Zu meinem Entsetzen hörte ich vor kurzem in den Nachrichten, welch demütigenden Diskriminierungen Behinderte ausgesetzt sind: So darf zum Beispiel ein Blinder nicht Trauzeuge sein. – Man kann doch Gehörtes bezeugen!

Jedenfalls sind die von Nichtbehinderten errichteten Barrieren zu beseitigen. Besonders wichtig ist für alle Menschen das Recht auf Arbeit. Behinderte kompensieren ihre Behinderung durch besonderen Arbeitseinsatz, sodaß die von ihnen erbrachte Leistung oft gleichwertig oder höher sein kann als von Nichtbehinderten.

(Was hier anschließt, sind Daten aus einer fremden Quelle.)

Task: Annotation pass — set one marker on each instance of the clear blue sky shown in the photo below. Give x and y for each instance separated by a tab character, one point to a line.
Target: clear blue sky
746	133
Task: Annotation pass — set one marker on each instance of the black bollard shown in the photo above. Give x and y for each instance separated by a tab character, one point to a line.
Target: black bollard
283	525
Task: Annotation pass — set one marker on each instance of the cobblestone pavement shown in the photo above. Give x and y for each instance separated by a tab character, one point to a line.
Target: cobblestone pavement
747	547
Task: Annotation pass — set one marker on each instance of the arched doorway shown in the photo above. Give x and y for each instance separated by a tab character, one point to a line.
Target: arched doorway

Wichtig an diesem Gesetz ist, daß die Ausnahmen für den öffentlichen Dienst aufgehoben werden. Dieser steht nicht unter hohem Konkurrenzdruck und soll daher auch den natürlichen gesellschaftlichen Verpflichtungen nachkommen. Behinderte sollen jedoch nicht nur Vertragsbedienstete sein können: Vielmehr muß ihnen die Pragmatisierung ebenso offenstehen. Gesundheitsuntersuchungen vor Pragmatisierungen sind abzulehnen, denn sie haben in der Vergangenheit, wie man an der hohen Zahl frühpensionierter Beamter sieht, nichts gebracht. (Beifall bei der SPÖ und bei Abgeordneten des Liberalen Forums.)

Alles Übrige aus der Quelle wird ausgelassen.